In its analysis of the Western Arctic Reserve, BLM did the right thing when it worked in partnership with local communities, tribal interests, health experts, and the EPA to consider the potential health impacts of new oil and gas development plans on nearby populations, as well as mitigation options. There is growing evidence and analysis of the dangerous risks that oil and gas operations pose to human health.
NRDC has been saying for years (here is a blog post from 2008) that the BLM needs to conduct the same type of process in the lower 48. We know that oil and gas production can lead to toxic air pollution, drinking water contamination, destruction of wildlife habitat, and other health impacts including increased traffic accidents, diseases, pressure on health care services, and more.
Sadly, the BLM has not done this in the lower 48. It is instead ignoring local governments who have asked for the same thing as Alaskans. The BLM did not include a health impact assessment in the Draft Environmental Impact Statement for the Colorado River Valley area, even though six local governments with official cooperating agency status requested that the BLM do just that. The BLM never even directly responded to their requests. The public therefore does not have the information needed to fully understand the costs and benefits of different alternatives.
The EIS process is governed by the National Environmental Policy Act. Under the regulations for this Act, agencies are directed to consider “the degree to which the proposed action affects public health or safety” and to “Use all practicable means.....[to] avoid or minimize any possible adverse effects of their actions upon the quality of the human environment.”
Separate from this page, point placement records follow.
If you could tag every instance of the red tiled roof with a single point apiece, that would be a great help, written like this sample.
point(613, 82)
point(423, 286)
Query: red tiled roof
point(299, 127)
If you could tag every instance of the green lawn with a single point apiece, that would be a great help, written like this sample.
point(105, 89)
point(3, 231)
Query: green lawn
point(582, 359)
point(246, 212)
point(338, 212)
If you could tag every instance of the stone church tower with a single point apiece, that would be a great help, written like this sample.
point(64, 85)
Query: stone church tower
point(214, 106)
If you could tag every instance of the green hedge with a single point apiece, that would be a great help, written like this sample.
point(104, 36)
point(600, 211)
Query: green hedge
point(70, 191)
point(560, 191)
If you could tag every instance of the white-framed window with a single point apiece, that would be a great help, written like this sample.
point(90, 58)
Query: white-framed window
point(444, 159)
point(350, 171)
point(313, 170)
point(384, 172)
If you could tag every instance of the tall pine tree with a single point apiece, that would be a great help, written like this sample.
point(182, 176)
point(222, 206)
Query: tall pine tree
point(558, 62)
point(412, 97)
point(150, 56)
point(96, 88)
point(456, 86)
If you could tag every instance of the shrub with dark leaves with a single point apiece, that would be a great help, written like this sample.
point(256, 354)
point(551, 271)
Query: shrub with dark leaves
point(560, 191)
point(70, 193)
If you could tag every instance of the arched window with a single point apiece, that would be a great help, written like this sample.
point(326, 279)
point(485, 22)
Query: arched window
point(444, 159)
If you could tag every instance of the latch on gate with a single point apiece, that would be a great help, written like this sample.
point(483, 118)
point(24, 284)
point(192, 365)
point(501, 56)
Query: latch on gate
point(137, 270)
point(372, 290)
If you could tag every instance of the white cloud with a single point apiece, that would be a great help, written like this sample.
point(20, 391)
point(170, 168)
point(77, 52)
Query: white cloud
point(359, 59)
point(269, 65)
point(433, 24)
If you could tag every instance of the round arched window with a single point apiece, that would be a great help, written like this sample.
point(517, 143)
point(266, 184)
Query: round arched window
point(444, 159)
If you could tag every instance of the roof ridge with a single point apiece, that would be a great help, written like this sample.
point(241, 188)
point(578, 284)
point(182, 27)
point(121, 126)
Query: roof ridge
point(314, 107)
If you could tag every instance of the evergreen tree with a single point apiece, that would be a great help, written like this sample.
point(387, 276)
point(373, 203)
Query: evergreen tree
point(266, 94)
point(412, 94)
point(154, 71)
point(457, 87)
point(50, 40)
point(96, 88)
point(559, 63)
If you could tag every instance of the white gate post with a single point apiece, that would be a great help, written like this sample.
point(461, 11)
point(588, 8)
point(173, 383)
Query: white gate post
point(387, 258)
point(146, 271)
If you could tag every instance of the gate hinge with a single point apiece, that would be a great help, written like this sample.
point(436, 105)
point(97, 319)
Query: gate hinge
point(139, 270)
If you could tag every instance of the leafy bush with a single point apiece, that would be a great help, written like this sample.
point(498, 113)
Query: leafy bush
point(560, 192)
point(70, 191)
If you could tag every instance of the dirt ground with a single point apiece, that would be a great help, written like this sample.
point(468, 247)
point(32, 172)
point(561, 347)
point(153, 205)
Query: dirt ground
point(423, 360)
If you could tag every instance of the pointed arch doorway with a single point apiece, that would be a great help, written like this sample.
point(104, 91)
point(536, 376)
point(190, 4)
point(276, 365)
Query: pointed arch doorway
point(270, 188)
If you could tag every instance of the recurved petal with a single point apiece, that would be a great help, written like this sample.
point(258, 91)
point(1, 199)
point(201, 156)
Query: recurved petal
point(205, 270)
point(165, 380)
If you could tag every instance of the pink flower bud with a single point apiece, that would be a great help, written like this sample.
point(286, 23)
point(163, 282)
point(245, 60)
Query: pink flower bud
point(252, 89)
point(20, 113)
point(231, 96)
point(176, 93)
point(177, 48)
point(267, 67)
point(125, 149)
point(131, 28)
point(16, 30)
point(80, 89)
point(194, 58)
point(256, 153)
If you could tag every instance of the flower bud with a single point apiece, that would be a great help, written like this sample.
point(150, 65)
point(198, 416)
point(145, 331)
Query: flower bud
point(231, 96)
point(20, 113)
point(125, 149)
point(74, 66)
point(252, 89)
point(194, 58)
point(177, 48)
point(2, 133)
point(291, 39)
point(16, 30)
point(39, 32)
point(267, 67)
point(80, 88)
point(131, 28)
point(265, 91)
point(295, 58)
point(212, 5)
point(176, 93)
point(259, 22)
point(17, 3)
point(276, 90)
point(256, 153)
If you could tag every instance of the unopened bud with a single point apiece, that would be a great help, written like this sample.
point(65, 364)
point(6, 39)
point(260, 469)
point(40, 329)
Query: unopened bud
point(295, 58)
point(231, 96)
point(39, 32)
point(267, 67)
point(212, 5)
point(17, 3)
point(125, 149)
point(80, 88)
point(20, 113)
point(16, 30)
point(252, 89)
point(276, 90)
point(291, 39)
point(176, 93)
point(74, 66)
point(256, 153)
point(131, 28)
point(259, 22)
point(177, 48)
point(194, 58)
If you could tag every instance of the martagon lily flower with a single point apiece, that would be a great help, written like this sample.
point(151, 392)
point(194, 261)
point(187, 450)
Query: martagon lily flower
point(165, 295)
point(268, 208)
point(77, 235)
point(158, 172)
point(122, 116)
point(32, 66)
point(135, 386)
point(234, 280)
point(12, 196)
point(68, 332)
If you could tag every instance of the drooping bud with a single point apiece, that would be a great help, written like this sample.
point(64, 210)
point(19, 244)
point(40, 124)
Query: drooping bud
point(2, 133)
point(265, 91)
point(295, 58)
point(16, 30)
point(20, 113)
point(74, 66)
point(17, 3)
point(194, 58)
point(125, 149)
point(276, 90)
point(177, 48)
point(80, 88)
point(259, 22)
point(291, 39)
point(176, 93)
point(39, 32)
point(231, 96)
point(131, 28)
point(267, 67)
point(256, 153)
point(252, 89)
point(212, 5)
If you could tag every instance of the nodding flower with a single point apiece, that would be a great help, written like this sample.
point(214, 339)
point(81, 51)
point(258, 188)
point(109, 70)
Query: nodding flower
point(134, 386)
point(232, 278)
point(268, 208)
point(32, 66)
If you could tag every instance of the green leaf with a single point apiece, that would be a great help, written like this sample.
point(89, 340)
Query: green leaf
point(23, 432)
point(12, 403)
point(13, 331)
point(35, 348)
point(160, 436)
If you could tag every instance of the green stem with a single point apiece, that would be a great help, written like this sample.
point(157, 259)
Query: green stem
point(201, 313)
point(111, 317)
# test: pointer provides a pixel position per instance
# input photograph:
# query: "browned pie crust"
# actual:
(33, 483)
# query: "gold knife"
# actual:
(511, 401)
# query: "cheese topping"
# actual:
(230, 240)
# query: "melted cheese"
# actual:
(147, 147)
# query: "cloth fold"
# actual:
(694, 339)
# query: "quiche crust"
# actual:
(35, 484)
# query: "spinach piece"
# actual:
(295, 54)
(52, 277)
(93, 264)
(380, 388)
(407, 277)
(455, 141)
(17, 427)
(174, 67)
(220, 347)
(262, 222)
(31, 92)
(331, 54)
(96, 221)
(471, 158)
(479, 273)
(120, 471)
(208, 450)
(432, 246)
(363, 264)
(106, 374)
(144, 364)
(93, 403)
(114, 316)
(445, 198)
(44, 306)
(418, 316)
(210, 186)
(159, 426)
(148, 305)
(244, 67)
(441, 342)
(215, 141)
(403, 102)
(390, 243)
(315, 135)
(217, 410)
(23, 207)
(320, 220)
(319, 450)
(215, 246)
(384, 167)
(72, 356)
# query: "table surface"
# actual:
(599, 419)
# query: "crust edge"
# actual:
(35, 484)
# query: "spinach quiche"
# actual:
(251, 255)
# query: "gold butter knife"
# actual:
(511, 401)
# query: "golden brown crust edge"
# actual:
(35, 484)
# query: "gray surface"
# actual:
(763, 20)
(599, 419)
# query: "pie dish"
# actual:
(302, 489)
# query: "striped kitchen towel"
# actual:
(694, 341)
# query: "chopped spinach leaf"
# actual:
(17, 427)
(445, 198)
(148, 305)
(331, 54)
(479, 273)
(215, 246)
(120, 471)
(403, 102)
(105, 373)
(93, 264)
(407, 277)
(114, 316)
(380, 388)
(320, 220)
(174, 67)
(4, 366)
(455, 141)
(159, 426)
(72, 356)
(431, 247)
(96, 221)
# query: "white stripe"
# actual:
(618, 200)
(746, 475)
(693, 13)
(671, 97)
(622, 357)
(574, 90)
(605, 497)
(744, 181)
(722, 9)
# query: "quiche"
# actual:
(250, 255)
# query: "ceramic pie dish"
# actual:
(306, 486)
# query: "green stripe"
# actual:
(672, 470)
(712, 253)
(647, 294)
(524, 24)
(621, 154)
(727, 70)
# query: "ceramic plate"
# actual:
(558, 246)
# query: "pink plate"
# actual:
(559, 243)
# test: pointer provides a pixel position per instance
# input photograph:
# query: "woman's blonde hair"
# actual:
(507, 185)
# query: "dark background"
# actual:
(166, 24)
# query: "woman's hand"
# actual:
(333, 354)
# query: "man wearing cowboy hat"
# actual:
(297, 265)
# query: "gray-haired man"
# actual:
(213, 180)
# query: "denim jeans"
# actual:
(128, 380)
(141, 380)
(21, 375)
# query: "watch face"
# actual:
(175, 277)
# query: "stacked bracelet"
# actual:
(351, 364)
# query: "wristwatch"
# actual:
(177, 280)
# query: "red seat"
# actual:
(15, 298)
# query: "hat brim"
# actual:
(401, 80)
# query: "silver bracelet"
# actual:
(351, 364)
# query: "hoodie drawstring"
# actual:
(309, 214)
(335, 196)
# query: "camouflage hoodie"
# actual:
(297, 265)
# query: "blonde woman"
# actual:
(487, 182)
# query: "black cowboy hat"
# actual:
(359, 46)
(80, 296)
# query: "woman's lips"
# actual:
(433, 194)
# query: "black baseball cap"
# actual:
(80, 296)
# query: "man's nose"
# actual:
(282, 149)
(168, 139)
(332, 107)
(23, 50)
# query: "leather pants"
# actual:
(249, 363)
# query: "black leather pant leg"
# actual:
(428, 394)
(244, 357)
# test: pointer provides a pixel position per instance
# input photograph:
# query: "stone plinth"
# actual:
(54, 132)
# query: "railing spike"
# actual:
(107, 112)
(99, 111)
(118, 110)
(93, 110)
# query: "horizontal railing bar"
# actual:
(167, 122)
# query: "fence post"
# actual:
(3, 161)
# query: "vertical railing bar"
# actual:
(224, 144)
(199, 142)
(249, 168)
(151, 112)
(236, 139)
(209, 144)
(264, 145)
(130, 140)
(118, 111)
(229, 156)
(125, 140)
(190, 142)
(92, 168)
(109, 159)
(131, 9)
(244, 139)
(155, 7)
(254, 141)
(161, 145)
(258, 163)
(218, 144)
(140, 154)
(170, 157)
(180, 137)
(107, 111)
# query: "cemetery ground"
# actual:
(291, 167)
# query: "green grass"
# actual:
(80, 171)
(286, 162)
The BLM has worked toward fulfilling these requirements by considering health impacts of new oil and gas development in Alaska, but not in the lower 48, where new development of federal oil and gas reserves is often near where many people live, or the sources of their drinking water.
The BLM should be incorporating health impact assessments into NEPA analyses everyplace that it is approving oil and gas development. While this blog post doesn't discuss the substance or quality of the health impact assessment done for Alaska, it focuses on the need for the analysis to be done as part of the NEPA process.